Migrationskrise in Deutschland. Bild: Flickr / Metropolico.org CC BY-SA 2.0

Jüngst veröffentlichte Zahlen zu beschäftigten Asylanten zeigen: Diese verdienen deutlich weniger als der Durchschnitt. Das verwundert allerdings niemanden.

Von Michael Steiner

Im Jahr 2015 auf dem vorläufigen Höhepunkt der Migrationskrise hieß es noch, da würden viele dringend benötigte Fachkräfte anmarschieren, Menschen welche die deutsche Wirtschaft dringend brauchen könne. Heute sieht das Ganze völlig anders aus. Mittlerweile haben viele der damaligen Euphoriker zugegeben, dass sich ihre Erwartungen nicht erfüllten. Sogar das Gegenteil ist eingetroffen.

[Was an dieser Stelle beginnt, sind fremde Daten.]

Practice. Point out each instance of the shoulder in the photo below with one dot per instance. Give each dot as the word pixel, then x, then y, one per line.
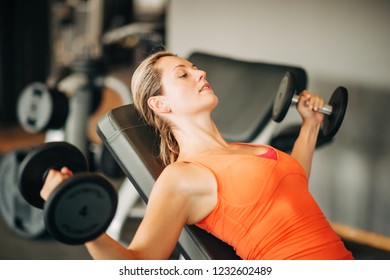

Fakt ist: Betrachtet man die bislang veröffentlichten Zahlen aus allen möglichen Bereichen, erkennt man: Die seit Jahren andauernde Migrationskrise bringt Deutschland mehr Nach- als Vorteile. Daran gibt es nichts zu rütteln. Egal ob nun in Sachen Kriminalität, Sozialsysteme oder Sicherheit – kaum ein Feld bleibt von den negativen Auswirkungen unberührt.

Nun veröffentlichte die Bundesagentur für Arbeit auch neue Zahlen zur Einkommenssituation jener Menschen aus den acht wichtigsten Asylherkunftsländern (Syrien, Nigeria, Somalia, Afghanistan, Pakistan und Irak). Demnach konnten diese Arbeitnehmer ein monatliches Durchschnittsbruttoeinkommen von Durchschnittlich 1.916 Euro verzeichnen. Dabei schnitten die Iraner mit im Schnitt 2.541 Euro am besten ab, die Eritreer mit 1.704 Euro am schlechtesten. Zum Vergleich: In ganz Deutschland lag der durchschnittliche Verdienst der Arbeitnehmer im Monat bei 3.133 Euro, die Schwelle zum Niedriglohnbereit begann im Jahr 2016 bei 2.088 Euro brutto.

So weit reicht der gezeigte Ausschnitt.